Nous sommes situés dans la région de Mahbes, VI région militaire de l’Armée de libération du peuple sahraoui (Elps). Vestige d’un désert oublié où convergent les frontières de quatre pays d’Afrique du Nord. Au nord se trouvent l’Algérie et le désert aride de Hammada, où se trouvent des camps de réfugiés sahraouis depuis 46 ans. A l’est se trouve la Mauritanie. De l’autre côté, le Maroc. A l’horizon, vous pouvez voir le mur militaire, la longue dune fortifiée construite par le roi Hassan II dans les années 1980. Plus de 2 700 kilomètres de sable et de mines, le plus long mur jamais construit au monde, après la Grande Muraille de Chine. Il coupe en deux comme une cicatrice ce qui devrait être le quatrième pays, le Sahara occidental. « Nous attendons une solution pacifique depuis trente ans, mais en vain – dit Omar.

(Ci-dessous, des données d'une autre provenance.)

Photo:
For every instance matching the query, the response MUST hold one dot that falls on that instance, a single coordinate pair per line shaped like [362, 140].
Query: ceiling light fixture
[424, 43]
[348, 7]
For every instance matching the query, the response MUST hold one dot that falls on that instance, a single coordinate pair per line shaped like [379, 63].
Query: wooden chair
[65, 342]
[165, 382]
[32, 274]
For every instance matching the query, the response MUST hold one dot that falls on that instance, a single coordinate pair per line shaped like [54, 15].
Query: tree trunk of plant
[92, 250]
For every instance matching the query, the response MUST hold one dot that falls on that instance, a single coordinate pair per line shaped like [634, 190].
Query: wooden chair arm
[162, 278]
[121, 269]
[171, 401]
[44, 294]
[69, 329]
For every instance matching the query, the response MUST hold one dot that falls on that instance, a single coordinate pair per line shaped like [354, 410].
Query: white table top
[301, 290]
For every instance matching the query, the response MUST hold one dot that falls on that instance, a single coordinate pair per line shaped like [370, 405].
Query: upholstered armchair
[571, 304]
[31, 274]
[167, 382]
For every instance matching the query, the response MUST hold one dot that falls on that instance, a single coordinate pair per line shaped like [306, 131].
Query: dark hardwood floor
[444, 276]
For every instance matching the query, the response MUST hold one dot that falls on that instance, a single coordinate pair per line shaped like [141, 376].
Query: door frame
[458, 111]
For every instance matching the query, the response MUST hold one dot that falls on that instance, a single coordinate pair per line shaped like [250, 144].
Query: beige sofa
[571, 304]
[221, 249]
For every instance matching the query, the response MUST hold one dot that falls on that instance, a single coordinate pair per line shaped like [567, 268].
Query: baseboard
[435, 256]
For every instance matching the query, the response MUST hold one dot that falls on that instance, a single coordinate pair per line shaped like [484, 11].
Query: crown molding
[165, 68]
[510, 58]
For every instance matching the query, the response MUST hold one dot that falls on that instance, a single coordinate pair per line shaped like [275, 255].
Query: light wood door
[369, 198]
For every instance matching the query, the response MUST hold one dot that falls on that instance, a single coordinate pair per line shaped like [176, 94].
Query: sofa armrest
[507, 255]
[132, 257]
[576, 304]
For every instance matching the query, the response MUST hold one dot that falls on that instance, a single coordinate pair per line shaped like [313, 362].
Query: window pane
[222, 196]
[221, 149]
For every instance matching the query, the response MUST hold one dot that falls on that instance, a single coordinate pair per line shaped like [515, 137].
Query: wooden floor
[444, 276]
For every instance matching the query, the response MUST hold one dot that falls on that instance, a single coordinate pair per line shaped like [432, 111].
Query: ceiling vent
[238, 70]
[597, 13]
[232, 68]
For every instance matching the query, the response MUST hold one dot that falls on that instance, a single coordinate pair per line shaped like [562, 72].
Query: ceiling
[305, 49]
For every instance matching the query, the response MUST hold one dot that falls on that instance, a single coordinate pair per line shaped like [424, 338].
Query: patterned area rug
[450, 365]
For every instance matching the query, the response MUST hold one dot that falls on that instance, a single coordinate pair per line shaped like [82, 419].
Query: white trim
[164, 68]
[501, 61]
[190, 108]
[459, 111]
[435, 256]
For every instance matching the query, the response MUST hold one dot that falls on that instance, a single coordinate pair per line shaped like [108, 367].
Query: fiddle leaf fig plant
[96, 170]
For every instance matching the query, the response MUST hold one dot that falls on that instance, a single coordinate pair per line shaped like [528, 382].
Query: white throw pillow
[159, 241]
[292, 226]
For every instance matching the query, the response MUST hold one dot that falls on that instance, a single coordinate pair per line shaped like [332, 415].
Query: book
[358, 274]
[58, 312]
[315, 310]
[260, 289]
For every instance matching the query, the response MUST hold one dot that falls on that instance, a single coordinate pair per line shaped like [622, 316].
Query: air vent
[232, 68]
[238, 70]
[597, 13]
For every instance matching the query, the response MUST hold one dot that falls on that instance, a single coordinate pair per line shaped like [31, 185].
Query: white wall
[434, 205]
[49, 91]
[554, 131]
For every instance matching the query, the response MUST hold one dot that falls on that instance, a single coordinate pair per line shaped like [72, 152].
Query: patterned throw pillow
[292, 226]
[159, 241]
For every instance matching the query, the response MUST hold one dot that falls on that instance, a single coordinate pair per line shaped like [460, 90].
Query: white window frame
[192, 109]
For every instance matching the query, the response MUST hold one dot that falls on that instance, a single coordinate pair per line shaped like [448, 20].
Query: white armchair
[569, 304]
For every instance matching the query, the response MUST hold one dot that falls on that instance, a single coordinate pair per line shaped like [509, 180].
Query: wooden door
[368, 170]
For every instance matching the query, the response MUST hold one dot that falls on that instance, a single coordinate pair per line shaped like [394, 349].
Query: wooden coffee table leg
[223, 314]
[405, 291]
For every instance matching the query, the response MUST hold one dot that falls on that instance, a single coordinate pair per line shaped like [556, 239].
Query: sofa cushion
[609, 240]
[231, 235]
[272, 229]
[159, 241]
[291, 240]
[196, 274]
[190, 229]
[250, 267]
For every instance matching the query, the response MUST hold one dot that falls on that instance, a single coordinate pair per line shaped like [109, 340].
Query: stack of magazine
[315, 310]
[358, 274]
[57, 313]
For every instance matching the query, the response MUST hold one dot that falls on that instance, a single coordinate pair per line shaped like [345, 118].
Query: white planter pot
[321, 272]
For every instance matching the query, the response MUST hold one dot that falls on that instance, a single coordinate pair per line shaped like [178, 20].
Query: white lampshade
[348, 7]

Il y a un an, le Front Polisario déclarait la trêve avec le Maroc caduque, après 29 ans. Aujourd’hui, le conflit continue. Dans les camps de réfugiés, pandémie et pénuries alimentaires

En 1975 commence la décolonisation inachevée du Sahara occidental, damné par ses richesses : les phosphates et la pêche. L’Espagne est au chevet du caudillo Francisco Franco. C’est lui qui avait fait de la colonie du Sahara espagnol une province. Deux ans plus tôt, les Sahraouis avaient lancé leur mouvement de libération nationale, le Front Polisario. Les Espagnols se retirent et signent un accord secret à Madrid avec le Maroc et la Mauritanie, qui se partagent le territoire. Le Polisario prend les armes. La première guerre du Sahara occidental commence ici et dure 16 ans. La plupart des Sahraouis se réfugient dans les camps algériens, où ils trouvent, en exil, la République arabe sahraouie démocratique (Rasd). La Mauritanie abandonne.

Le Maroc cristallise l’occupation en construisant le mur. Les armes ne sont réduites au silence qu’en 1991, après que l’ONU ait convaincu les deux parties de signer un cessez-le-feu fatiguant. La Minurso (Mission des Nations Unies pour le référendum au Sahara occidental) est créée. Il doit veiller à la paix et permettre le référendum. Mais les intentions restent telles pendant 29 ans. Au final, le Polisario n’arrive plus à contenir la pression de la jeunesse sahraouie, affaiblie par 45 ans d’exil dans le désert. «Nous sommes un peuple pacifique – explique Omar – mais il n’y avait pas d’autre choix. Nous avons été obligés de retourner à la guerre. Nous allons maintenant libérer notre terre avec des armes. Ou nous mourrons en martyrs ».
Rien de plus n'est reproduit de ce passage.